Regulation of retinal photoreceptor phagocytosis in a diurnal mammal by circadian clocks and ambient lighting.

Objective: To characterize light and circadian control of photoreceptor phagocytosis in a diurnal cone-rich rodent.

Methods: Diurnal Arvicanthis ansorgei were maintained under standard cyclic light (12 hours 300 lux white light [L]/12 hours dark [D]) and were divided into five groups: 1, maintained in LD; 2, transferred to constant darkness (DD); 3, transferred to constant light (LL, 300 lux); 4, subjected to 6-hour advance in light onset; and 5, subjected to 6-hour delay in light onset. Animals were killed every 3 hours during 24 hours, and their eyes were rapidly enucleated and fixed. Cryosections were stained using specific rod (rhodopsin) and cone (MW cone opsin) antibodies. Immunopositive inclusions within the retinal pigment epithelium layer were quantified for each time point.
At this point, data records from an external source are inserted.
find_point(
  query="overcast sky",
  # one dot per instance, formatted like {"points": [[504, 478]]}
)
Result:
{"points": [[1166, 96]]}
Results: In LD, both rod and cone phagocytosis showed coincident synchronized profiles with sharp peaks 1 to 2 hours after light onset. In groups 2 and 3, phagocytic activity shifted partially to the new light schedules. In DD, the temporal phagocytic profile resembled largely that of LD. On the contrary, LL animals exhibited large alterations in both rod and cone phagocytosis. There was no longer any peak, with both showing relatively uniform profiles. In addition, the number of cone phagosomes was much higher ( approximately 250% increase) compared with LD or DD.

Conclusions: These data are the first to measure photoreceptor phagocytosis in a diurnal mammal under different lighting conditions and to highlight the disruptive effects of constant light, especially on cone photoreceptor function.